On April 14th 1950, Britain’s grey, post-war gloom was partially lifted with the first issue of a glossy new comic that literally shone with light and colour. Eagle was a tabloid sized paper with full photogravure colour inserts alternating with text and a range of other comic features. Tabloid is a big page and you can get a lot of material onto each one. Deep within, on the bottom third of a monochrome folio was an 8-panel strip entitled Captain Pugwash, the story of a Bad Buccaneer and the many sticky ends which nearly befell him. John Ryan’s quirky, spiky style also lent itself to the numerous spot illustrations required every week and when Pugwash disappeared, later to be revived for television, Ryan had already begun writing and illustrating new feature Harris Tweed – Extra Special Agent.

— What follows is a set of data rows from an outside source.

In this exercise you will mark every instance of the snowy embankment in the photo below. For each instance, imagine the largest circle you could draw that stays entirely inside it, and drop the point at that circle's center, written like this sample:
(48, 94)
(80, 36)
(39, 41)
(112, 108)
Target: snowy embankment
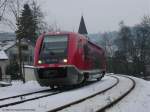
(47, 103)
(137, 101)
(19, 88)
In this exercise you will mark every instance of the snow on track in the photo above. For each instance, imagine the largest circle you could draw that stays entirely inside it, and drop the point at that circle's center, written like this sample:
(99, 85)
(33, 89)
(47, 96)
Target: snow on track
(49, 103)
(137, 101)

Tweed ran for three years as a full page. Then in 1953 it dropped to a half-page strip deftly repositioned as a purely comedic venture. For our purposes and those of the book under review, it’s those first three years we’re thinking of.

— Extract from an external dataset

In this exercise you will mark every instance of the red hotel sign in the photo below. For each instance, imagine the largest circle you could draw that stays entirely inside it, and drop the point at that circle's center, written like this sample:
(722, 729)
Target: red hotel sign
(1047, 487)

Harris Tweed is a bluff and blundering caricature of the military “Big Brass” Ryan had encountered during World War II service. In gentler times, the bumbler with a young, never-to-be-named assistant known only as “Boy” solved mysteries and captured villains to general popular acclaim. Thrilling and often eerily macabre adventure blends seamlessly with sly yet cheerful schoolboy low comedy in these strips, since Tweed was in fact that most British of archetypes: a bit of a twit and a bit of a sham stumbling through a world of thud and blunder.

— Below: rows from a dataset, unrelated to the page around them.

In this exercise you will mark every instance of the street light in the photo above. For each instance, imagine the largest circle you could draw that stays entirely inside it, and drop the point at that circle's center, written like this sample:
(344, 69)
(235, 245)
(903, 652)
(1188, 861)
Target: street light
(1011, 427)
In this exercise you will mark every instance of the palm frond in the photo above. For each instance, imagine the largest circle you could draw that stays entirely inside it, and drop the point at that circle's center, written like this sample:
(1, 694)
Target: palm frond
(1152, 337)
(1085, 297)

His totally undeserved reputation as detective and crime fighter par excellence, and his good-hearted yet smug arrogance somehow endeared the posturing buffoon to a young and impressionable public. He could be seen as a forerunner of Captain Mainwaring in Dad’s Army and, more pointedly perhaps, Peter Sellers’ numerous film outings as Inspector Clouseau. Maybe most of those enthralled kids had an uncle or dad who buffaloed on about the war in just the same way!

Ryan’s art is particularly noteworthy. Deep moody blacks and intense, sharp, edgy inking creates a constant mood of fever-dream intensity. There are anachronistic echoes and nuances of underground cartoons of more than a decade later, and much of the inevitable ‘brooding, lurking horror’ atmosphere found in the best works of Basil Wolverton. Ryan knew what kids liked and he delivered it by the cartload.

This too-slim, oversized (324 x 234mm x) paperback compilation is all that’s readily available these days, but surely in the era of electronic publishing, some enterprising fan with a complete Eagle collection can link up with a perspicacious publisher someway, somehow and produce a comprehensive compilation of the nation’s most self-lauded sleuth.